Following a judicial review in the High Court, it was ruled that 37 former green belt sites in Leeds City Council’s site allocations plan (a document which outlines sites suitable for housebuilding) should be re-examined by the government. It is as yet unclear on when a final decision is going to be made on the sites by the Government on whether these should be included in the site allocations plan.
Speaking on behalf of the developer, Phil Brock told the meeting:
“We appreciate this may appear as a very new and emotive proposal, given the site’s reversion to green belt.
“An SAP allocation is not essential. In this case, the complete redevelopment of previously developed land would not cause substantial harm to openness of green belt and would meet housing needs.
“The need for affordable housing is particularly acute in Horsforth.”
He added the scheme would deliver significant benefits, and continue to contribute to education in Leeds.
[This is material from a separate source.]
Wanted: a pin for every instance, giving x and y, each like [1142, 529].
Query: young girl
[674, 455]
During a discussion on the plans, Coun Peter Gruen (Lab) said:
“It is my considered view that in principle this site is developable and it qualifies for development. What detracts from development is the standard and quality and the layout.
“This is a long way away from where I would like it to be.”
He proposed approving the development in principle but instructing council officers to work with developers to improve the designs.
Coun Dan Cohen (Con) said: “I find lots of what Coun Gruen said attractive, but I think it’s taking an easy way out.
“The school places that have been raised are a major issue. I share the view in terms of the design as being utterly atrocious.
“Why are we having this conversation? Is this land not green belt?
“This land has been taken out of the SAP by a high court judge, and has been put back into green belt. It is not an allocated site, and it has been made very clear to us that it is not to be treated as such.
“It is green belt land to be afforded the protection of green belt land. This is the countryside.”
Following a three-hour debate on the subject, councillors on the panel voted to approve the plans in principle, but asked parts of the development to be significantly improved before giving full permission to the site.